Now blogging at diego's weblog. See you over there!

conversation finder v0.1

Okay, so I actually should start using conversation engine, the the name Don suggested and which is think sounds cooler. But for the moment it's still the Conversation Finder. The first version is now live!

This is a very limited version. Only a few sites are being indexed, mostly out of concerns for speed, bandwidth and such. I'll see about expanding it later.

First thing to look at is this result, the conversations the engine (finder?) discovers between Don and Tim Bray.

Interestingly enough, it finds one more aside from their recent Atom conversation, something about flowers :).
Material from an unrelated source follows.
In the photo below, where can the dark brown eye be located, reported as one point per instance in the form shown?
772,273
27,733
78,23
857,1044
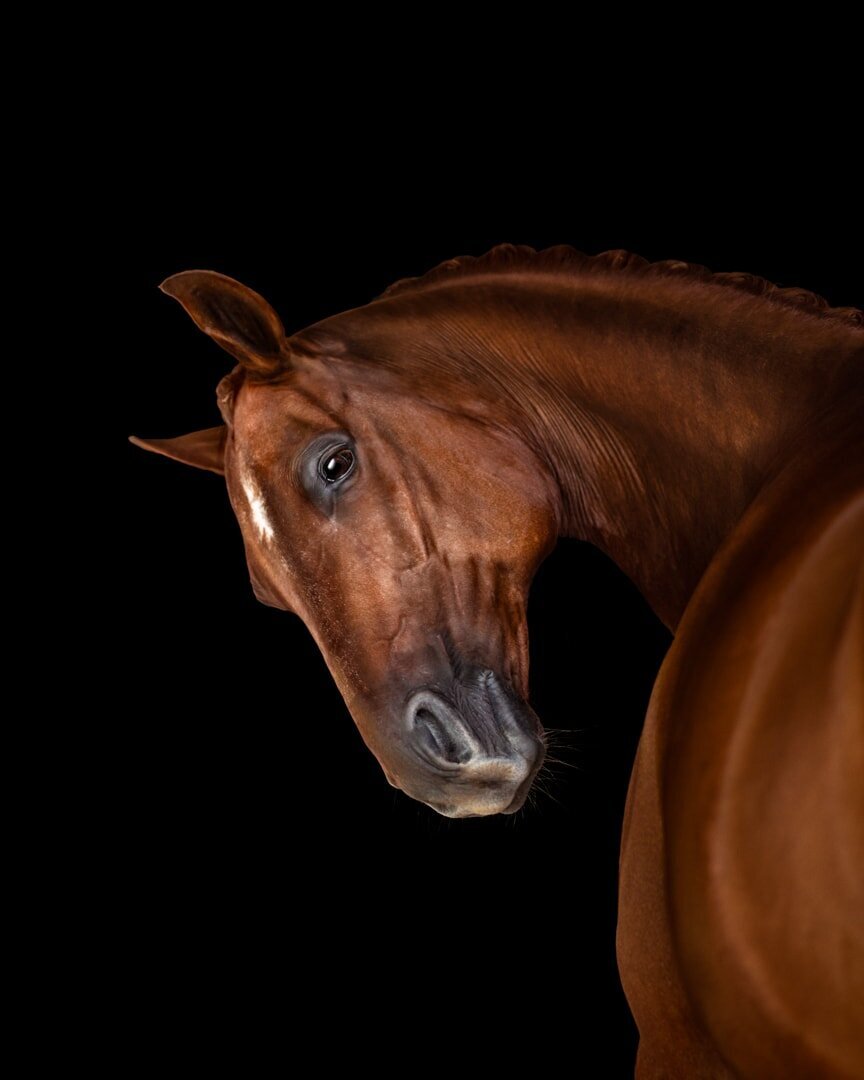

This is great! It is finding actual conversations!

But... the results are just a just little bit off. I keep seeing what it finds and thinking, "come on, you're so close!". Some links are loops. Some links are pointing to index pages (which might have the content, but...). Some of the text extracts are not relevant (look at "conversations" between the other sites that it's indexing).

I think a big factor here is the fact that the engine knows nothing of archives, or people that run these blogs. Archives duplicate a lot of information, and the engine gets a little confused by that. So maybe the next step is to fiddle around with some of the metadata present in pages for weblogs (the metadata on RSS would be great, particularly the dates, to infer sequencing, however, RSS feeds only go as far back as a few days or posts, so all that's left is parsing for the different types of metadata embedding in HTML).

Anyway, not bad for a few hours of work and a 0.1 version. Looks promising! Now if I just find a way of letting others enabling spidering of their sites without killing my server's bandwith... :))

PS: I wasted a couple of hours on Tomcat setup. Why? Because the JARs I was deploying in WEB-INF/lib didn't have write privileges. Tomcat wants them writable! And it was failing without any error messages, simply not loading the classes in the JARs (and yes, I tried common/lib). Anyway, all is well that ends well.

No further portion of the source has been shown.